With respect to the due process argument, I agree with Balkin that a reviewing court would likely consider whether the measure is "rationally related to a legitimate government interest." Balkin argues that Congress can legitimately seek to avoid "extraordinary rents" to TARP participants and their employees and to curb "improper incentives and moral hazard in subsidized companies and their employees."
Assuming that these interests are indeed legitimate, the due process problem arises because in February, Congress explicitly exempted AIG's bonus payments from legislation that regulates compensation and bonus practices of TARP recipients. Although the measure would have effectively banned the controversial bonus payments, Congress gave the provision prospective, rather than retroactive application.
I would normally agree with Balkin that courts should not second-guess Congress under ordinary rational basis review. But AIG acted with explicit legal authority when it paid the bonuses. Neither the original version of TARP nor the regulations promulgated by the Treasury Department in the Bush and Obama administrations bans the bonuses. Congress recently enacted a measure that would have banned the bonuses, but it does not apply to AIG. Apparently, the Treasury Department requested that the restrictions not apply retroactively, and Congress agreed.
Now, Congress is trying to direct the Treasury Department to change course and subject the bonuses it only recently voted to exempt from regulation to an almost 100% tax. Even if these facts do not lead 5 or more Supreme Court Justices to conclude that the law violates the Due Process Clause, the issue strikes me as being a bit more complicated than Balkin's analysis suggests.
Bill of Attainder
Balkin's analysis of the bill of attainder issue is too abstracted and divorced from the factual context in which the tax proposal arises. Balkin dismisses the bill of attainder argument because the law does not "single out" individuals and it applies retrospectively and prospectively:
First, the tax defines the class to which it applies to an abstractly defined group rather than naming particular individuals. It applies to persons working for enterprises that have received emergency government subsidy; it is not aimed at particular companies or specific employees. Second, the tax is for a regulatory purpose, as described above, and not for a punitive purpose. Preventing misuse of government funds, limiting bad incentives, and avoiding moral hazard are regulatory purposes, not punitive purposes.

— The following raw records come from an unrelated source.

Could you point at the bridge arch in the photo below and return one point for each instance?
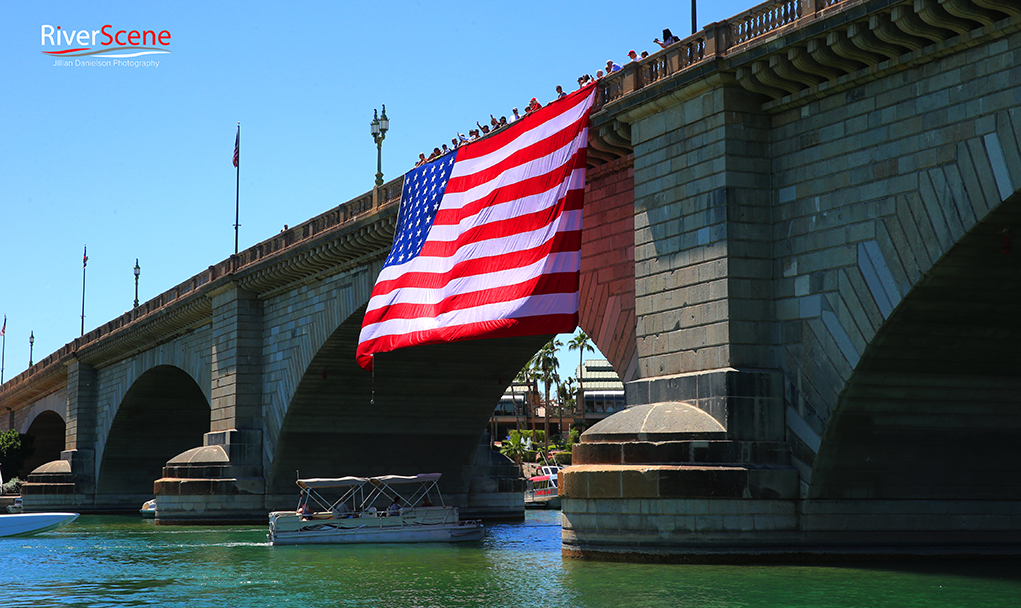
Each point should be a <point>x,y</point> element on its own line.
<point>48,435</point>
<point>163,413</point>
<point>931,409</point>
<point>343,420</point>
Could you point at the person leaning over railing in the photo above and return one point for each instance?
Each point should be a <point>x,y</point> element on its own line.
<point>668,39</point>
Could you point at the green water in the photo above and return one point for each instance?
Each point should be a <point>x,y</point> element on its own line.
<point>102,561</point>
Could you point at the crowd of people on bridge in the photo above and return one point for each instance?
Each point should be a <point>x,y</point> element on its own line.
<point>504,122</point>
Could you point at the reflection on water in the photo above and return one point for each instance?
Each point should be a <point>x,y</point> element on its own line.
<point>126,561</point>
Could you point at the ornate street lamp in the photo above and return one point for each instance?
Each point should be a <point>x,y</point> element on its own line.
<point>138,271</point>
<point>380,126</point>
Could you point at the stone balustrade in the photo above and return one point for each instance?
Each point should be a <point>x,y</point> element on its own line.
<point>49,373</point>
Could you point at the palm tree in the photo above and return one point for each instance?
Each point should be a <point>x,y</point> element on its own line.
<point>545,366</point>
<point>524,377</point>
<point>566,392</point>
<point>580,342</point>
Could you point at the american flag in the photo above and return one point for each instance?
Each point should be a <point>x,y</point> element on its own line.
<point>488,238</point>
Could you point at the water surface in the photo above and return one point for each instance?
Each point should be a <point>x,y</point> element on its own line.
<point>99,561</point>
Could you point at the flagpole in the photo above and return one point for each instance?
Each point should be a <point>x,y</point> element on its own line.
<point>237,187</point>
<point>85,264</point>
<point>3,349</point>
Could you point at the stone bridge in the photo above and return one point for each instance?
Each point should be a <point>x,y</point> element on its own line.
<point>797,252</point>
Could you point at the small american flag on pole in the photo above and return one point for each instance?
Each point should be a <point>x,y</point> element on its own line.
<point>488,238</point>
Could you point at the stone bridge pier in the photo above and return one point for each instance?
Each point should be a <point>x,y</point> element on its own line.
<point>825,199</point>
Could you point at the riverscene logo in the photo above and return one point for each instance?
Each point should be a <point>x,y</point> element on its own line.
<point>114,46</point>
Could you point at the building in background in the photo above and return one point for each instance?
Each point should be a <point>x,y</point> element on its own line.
<point>522,406</point>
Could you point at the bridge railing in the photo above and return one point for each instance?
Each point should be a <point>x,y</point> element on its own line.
<point>374,200</point>
<point>713,42</point>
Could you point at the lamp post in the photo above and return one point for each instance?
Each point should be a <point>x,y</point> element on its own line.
<point>380,126</point>
<point>138,271</point>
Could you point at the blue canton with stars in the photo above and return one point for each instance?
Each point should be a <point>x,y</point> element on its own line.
<point>420,199</point>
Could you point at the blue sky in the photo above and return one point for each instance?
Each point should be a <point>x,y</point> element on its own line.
<point>136,161</point>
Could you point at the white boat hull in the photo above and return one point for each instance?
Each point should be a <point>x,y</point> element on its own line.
<point>17,524</point>
<point>425,525</point>
<point>333,536</point>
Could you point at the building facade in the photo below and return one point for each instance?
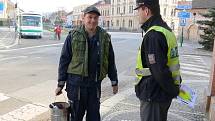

The fact that isolated members of Congress may have expressed an impermissible punitive or retributive purpose does not mean that the tax violates the Constitution if the text of the bill on its face has an overtly regulatory purpose. Third, the tax is both prospective and retrospective in its targets, which is consistent with a regulatory as opposed to a punitive purpose.If the factors Balkin lists are the only ones a court would consider in a bill of attainder analysis, I would argue that they could weigh against the tax, and not necessarily for it. Balkin's argument that the tax does not target AIG recipients and that it applies to an "abstractly defined group" requires us to suspend reality. Even though the House measure is written in general terms, the motivation behind the measure is very clear: The House seeks to "punish" AIG and its executives by recouping almost 100% of the bonus payments.
Balkin's argument would legitimize the type of formalistic arguments that litigants often make when they want to avoid the impact of and impulse for their actions. Formalism has been invoked to justify gross violations of due process and equality (such as segregation and unequal application of the criminal law). Balkin's abstracted analysis of the bill of attainder provision comes dangerously close to legitimizing the very type of formalistic arguments that routinely mask and excuse injurious and unfair governmental action.